Archive for September 22nd, 2015

Best Backyard Birdbaths

Tuesday, September 22nd, 2015
Ground level birdbath in a backyard wildscape.

Ground level birdbath in a backyard wildscape.

This is Passport to Texas

Attracting birds to your backyard is as simple as adding water…to a birdbath.

05— They’ll use that birdbath year-round. They’ll use it for drinking. They’ll use it for bathing…

Cliff Shackelford is a non-game ornithologist with Texas Parks and Wildlife. Decorative ceramic birdbaths often make better art than they do watering stations for birds.

09—The simpler the better. What I found, is the basin needs to be a little rough and not smooth. It needs to have a gradual dip to it.

Concrete pedestal birdbaths can be too deep for birds, and the porous material encourages algae and sediment buildup. The Cornell Lab of Ornithology says a good birdbath mimics shallow puddles, which are nature’s birdbaths. They suggest digging a shallow hole in the ground, lining it with plastic to make it watertight, and then putting sand in the bottom so birds can get their footing.
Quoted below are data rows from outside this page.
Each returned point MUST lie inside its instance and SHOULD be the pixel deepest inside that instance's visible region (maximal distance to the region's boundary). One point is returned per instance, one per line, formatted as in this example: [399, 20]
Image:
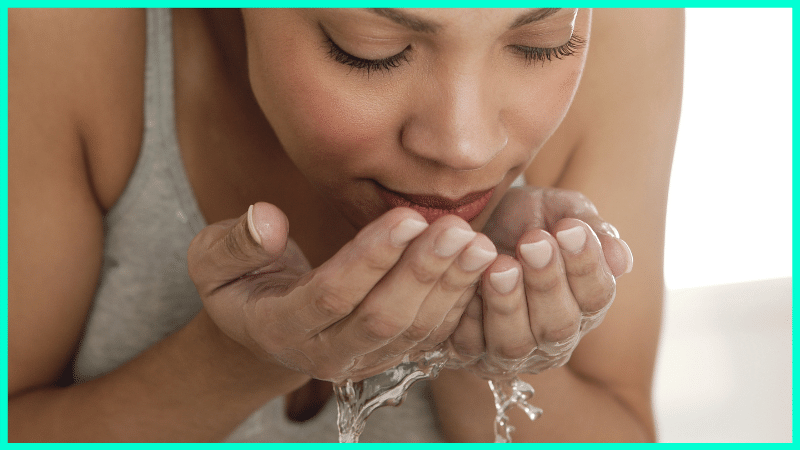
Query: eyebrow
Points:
[534, 16]
[425, 26]
[409, 21]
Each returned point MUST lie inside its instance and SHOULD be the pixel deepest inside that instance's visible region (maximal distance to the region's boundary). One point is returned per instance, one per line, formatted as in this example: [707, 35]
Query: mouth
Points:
[433, 207]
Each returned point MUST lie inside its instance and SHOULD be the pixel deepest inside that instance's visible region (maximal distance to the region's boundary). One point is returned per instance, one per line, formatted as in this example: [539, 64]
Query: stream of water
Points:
[357, 400]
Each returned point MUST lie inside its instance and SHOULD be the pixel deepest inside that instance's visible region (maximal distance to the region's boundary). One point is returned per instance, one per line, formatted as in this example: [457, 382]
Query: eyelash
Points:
[368, 65]
[531, 55]
[537, 54]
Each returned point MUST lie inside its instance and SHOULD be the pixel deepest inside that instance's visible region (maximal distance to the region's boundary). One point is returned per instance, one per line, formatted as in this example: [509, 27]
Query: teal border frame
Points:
[318, 3]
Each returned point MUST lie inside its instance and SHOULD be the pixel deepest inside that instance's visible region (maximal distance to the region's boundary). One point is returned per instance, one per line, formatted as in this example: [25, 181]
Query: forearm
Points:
[575, 410]
[195, 385]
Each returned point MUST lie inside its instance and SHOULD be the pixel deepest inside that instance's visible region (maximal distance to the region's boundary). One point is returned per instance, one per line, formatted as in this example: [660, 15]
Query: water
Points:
[357, 400]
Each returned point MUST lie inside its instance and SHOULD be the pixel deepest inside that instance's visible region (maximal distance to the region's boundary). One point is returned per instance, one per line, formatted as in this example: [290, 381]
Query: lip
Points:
[433, 207]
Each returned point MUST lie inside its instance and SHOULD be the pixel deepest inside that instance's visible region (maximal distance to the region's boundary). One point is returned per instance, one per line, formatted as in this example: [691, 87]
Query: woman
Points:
[388, 140]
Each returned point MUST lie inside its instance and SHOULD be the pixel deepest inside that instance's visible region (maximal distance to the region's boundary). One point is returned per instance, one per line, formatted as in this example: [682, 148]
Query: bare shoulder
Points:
[74, 102]
[620, 136]
[633, 75]
[84, 69]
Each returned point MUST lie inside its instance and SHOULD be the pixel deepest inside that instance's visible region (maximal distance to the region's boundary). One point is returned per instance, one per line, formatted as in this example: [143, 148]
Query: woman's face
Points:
[435, 109]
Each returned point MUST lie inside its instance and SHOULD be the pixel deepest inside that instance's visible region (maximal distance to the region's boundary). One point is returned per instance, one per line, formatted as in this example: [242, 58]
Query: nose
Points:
[456, 121]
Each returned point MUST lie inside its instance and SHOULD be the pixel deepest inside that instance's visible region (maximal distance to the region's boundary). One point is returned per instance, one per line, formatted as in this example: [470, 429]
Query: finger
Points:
[341, 283]
[617, 254]
[590, 279]
[506, 323]
[225, 251]
[467, 339]
[392, 306]
[440, 311]
[554, 312]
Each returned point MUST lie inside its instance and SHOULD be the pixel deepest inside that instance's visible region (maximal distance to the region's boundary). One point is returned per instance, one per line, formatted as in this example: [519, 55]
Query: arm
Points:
[621, 129]
[64, 81]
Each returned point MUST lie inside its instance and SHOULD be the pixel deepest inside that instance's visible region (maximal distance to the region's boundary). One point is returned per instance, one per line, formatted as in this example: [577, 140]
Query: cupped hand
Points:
[397, 289]
[553, 283]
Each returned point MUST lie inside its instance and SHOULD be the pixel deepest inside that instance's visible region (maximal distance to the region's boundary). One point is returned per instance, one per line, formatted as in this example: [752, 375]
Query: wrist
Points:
[252, 372]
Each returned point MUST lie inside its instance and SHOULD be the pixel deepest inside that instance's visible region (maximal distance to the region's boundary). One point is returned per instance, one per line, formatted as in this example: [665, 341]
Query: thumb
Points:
[617, 253]
[224, 251]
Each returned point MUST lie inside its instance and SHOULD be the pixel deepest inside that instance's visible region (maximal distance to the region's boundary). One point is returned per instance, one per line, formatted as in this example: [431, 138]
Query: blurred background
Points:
[724, 371]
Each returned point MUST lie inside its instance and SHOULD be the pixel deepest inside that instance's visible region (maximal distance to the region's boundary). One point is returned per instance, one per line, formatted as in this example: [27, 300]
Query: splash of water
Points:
[357, 400]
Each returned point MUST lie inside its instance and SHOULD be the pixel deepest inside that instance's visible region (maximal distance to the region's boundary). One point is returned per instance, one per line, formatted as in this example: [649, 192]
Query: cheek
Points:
[541, 107]
[315, 117]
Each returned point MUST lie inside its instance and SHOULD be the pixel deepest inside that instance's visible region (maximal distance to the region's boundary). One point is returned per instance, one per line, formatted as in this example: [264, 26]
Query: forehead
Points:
[435, 20]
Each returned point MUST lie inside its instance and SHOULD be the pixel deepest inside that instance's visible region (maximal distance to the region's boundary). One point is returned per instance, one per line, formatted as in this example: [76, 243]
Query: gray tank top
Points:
[144, 292]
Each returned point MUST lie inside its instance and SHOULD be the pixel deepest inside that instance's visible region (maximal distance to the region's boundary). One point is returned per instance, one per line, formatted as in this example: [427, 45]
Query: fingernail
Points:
[536, 254]
[504, 282]
[475, 257]
[572, 239]
[630, 255]
[405, 231]
[452, 240]
[252, 226]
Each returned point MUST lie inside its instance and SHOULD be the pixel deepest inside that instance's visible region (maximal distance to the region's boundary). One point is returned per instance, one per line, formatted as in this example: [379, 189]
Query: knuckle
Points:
[598, 297]
[506, 306]
[382, 327]
[544, 283]
[467, 347]
[417, 332]
[376, 259]
[422, 273]
[515, 350]
[582, 269]
[560, 332]
[332, 301]
[449, 283]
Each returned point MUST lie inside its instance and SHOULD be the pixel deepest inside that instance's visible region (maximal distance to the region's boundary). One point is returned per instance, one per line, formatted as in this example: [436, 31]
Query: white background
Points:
[724, 371]
[729, 217]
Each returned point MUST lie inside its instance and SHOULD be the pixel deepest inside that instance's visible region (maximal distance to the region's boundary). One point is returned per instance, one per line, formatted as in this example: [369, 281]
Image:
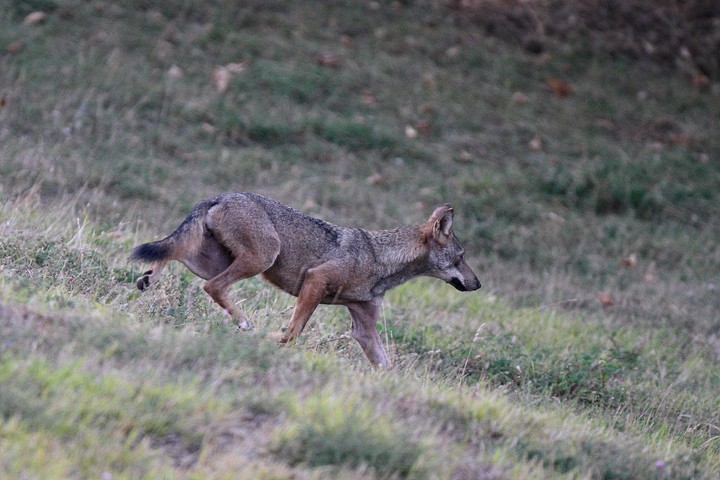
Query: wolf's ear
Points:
[439, 225]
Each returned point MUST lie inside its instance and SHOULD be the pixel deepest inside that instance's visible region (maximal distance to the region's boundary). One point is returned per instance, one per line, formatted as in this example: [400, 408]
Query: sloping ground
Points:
[96, 381]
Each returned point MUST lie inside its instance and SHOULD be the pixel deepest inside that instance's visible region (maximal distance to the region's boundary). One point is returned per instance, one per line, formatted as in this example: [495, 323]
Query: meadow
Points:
[586, 189]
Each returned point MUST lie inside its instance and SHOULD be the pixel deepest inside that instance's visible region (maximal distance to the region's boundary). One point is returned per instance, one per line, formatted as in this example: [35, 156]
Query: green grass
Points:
[101, 149]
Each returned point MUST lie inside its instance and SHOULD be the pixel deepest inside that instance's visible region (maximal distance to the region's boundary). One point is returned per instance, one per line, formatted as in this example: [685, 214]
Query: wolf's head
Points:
[446, 256]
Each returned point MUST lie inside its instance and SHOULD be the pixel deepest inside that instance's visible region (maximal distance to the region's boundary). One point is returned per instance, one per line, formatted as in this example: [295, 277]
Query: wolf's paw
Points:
[144, 281]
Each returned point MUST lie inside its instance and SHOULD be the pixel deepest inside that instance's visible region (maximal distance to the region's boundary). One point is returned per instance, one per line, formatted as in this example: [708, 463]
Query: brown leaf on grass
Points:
[605, 299]
[14, 47]
[560, 87]
[368, 98]
[375, 179]
[175, 72]
[35, 17]
[423, 127]
[410, 131]
[328, 60]
[536, 143]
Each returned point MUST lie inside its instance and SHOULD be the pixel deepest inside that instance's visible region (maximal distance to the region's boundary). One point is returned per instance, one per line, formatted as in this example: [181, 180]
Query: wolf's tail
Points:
[153, 251]
[187, 236]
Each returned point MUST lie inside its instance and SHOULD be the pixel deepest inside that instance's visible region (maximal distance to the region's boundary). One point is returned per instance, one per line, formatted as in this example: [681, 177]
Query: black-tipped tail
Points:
[151, 252]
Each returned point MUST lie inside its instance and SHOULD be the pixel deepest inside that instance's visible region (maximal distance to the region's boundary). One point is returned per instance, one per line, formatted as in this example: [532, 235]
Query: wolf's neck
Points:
[400, 256]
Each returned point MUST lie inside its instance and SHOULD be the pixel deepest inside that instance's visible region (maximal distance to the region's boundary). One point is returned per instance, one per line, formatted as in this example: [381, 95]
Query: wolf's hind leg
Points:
[364, 331]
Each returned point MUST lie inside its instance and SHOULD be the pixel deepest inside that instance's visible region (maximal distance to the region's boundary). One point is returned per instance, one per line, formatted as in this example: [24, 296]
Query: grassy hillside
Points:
[591, 218]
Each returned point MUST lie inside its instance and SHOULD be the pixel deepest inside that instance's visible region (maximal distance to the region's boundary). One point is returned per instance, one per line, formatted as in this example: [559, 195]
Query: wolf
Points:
[235, 236]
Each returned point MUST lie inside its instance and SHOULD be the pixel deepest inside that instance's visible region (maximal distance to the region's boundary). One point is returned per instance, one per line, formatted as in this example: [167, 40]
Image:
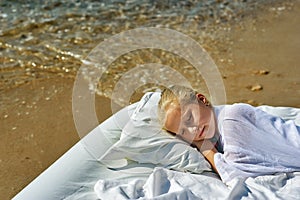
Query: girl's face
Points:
[192, 122]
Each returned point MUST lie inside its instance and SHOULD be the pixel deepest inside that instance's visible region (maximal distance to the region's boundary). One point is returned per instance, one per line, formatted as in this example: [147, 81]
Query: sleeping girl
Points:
[238, 140]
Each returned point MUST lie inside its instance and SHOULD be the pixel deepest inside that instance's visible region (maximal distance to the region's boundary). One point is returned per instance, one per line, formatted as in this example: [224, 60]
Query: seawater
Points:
[45, 39]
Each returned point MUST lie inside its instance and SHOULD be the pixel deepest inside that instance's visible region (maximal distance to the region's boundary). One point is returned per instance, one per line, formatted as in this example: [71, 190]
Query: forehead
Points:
[173, 118]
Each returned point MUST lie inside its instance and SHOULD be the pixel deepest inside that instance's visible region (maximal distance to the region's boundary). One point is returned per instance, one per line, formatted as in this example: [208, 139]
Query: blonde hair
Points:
[177, 95]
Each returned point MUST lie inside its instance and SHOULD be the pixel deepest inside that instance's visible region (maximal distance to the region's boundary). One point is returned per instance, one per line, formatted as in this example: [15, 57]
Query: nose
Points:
[193, 129]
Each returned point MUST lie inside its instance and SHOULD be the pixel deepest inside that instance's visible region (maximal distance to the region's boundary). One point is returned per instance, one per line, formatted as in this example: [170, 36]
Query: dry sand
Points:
[261, 66]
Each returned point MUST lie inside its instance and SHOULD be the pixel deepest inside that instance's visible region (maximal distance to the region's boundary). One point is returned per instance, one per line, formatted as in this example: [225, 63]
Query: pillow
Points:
[143, 141]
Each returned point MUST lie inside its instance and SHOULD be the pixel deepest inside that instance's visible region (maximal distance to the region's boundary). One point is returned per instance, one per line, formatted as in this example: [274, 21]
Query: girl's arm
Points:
[207, 148]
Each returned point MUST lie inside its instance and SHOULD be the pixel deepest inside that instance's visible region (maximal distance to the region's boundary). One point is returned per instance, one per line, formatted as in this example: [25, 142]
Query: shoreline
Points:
[38, 127]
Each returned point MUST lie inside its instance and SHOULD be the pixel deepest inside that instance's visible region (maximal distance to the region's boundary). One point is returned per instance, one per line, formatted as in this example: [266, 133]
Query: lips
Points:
[201, 132]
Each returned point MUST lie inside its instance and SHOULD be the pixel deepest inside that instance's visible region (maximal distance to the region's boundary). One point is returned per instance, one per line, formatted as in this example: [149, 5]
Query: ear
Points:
[201, 98]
Place a few plants around the perimeter, and you have a bird spa.

The only thing that could make it better is dripping water, says Cliff Shackelford.

12— Bird drips are really good; you can hang a milk jug up with a little pin prick hole in it. Just the sound of the water dripping could be attractive to birds. And also, they may like to get under that drip a little bit.

Find more birding information on the Texas Parks and Wildlife website.

For Texas Parks and Wildlife, I’m Cecilia Nasti.